Mung beans are high in protein and help to combat malnutrition. Most of the mung bean varieties grown by Pakistani farmers are developed by Pakistan’s Nuclear Institute for Agriculture and Biology (NIAB) in collaboration with the Joint Food and Agriculture Organization (FAO)/IAEA Centre of Nuclear Techniques in Food and Agriculture (Joint FAO/IAEA Centre). These new varieties have improved crops’ yield performance, resistance to disease and nutritional profile. The two varieties released in 2021 — NIAB Mung 2021 (NM-2021) and Abbas Mung — were grown on around 70 per cent of Pakistan’s mung bean acreage that year, contributing significantly to the country’s food security and economy.
While Abbas Mung is a medium sized seed variety known for its cooking quality, NM-2021 is a bold sized seed variety with increased nutritional quality. Hakim Ishfaq Mohy ud Din Chisti, a farmer from the Punjab province, praises NM-2021: “The yield of my crop was high. NIAB must continue its efforts to develop such varieties in future.” As NIAB mung bean varieties produce more than twice the yield per hectare than previous varieties, they could effectively double mung bean production, helping to address Pakistan’s food and nutritional needs.
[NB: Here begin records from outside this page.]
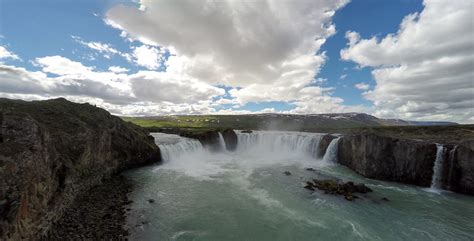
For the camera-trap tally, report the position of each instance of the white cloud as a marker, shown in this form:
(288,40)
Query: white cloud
(106,49)
(165,87)
(266,50)
(115,90)
(5,54)
(362,86)
(118,69)
(148,57)
(425,70)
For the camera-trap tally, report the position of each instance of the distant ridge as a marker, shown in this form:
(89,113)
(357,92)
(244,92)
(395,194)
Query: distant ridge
(309,122)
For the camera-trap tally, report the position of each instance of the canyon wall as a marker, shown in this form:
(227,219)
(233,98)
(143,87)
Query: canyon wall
(52,151)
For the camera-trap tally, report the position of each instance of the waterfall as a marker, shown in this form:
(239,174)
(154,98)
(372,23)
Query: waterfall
(451,165)
(221,142)
(174,146)
(436,180)
(331,153)
(266,142)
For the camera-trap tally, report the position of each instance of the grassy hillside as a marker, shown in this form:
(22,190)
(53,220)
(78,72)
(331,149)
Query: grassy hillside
(261,121)
(352,123)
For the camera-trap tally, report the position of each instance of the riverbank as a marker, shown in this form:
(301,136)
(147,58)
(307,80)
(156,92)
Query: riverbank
(99,214)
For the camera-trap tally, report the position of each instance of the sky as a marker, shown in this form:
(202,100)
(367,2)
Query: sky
(407,59)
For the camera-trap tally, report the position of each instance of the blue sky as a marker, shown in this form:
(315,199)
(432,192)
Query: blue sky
(67,29)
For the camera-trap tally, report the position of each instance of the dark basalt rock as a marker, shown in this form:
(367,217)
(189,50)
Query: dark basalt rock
(209,138)
(230,139)
(53,151)
(459,169)
(100,214)
(323,146)
(338,188)
(385,158)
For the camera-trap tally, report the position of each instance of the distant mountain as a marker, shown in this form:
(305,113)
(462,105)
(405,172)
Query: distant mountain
(311,122)
(400,122)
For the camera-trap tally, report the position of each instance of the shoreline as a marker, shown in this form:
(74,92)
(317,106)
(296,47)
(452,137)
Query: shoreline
(98,214)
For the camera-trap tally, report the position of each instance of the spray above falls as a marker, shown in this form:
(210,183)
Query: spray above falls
(271,144)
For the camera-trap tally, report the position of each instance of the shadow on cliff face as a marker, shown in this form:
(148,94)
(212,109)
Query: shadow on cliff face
(55,150)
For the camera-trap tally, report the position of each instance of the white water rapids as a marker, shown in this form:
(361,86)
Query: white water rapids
(246,194)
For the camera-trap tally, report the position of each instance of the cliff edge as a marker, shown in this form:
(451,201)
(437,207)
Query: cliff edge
(52,151)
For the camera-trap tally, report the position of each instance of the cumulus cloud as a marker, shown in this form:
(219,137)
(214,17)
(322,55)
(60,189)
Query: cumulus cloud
(115,90)
(118,69)
(362,86)
(106,49)
(265,50)
(6,54)
(148,57)
(425,70)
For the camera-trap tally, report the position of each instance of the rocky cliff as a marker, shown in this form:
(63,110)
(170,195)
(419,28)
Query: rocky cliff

Nuclear mutation breeding techniques, which have been applied since the 1930s to accelerate the process of developing and selecting valuable agronomic traits, use plants’ own genetic make-up to mimic the natural process of spontaneous mutation. The mutation process generates random genetic variations, resulting in mutant plants with new and useful traits.
In 2022, intense and deadly floods swamped two million acres of agricultural land, severely affecting the mung bean crop in Punjab and causing a shortfall. But Muhammad Jawad Asghar, principal scientist in the mung bean group within NIAB’s Plant Breeding and Genetics Division, is hopeful for the future of the mung bean crop in Pakistan: “This is not the end. This is an opportunity to do two things: remain self-sufficient and produce a surplus.”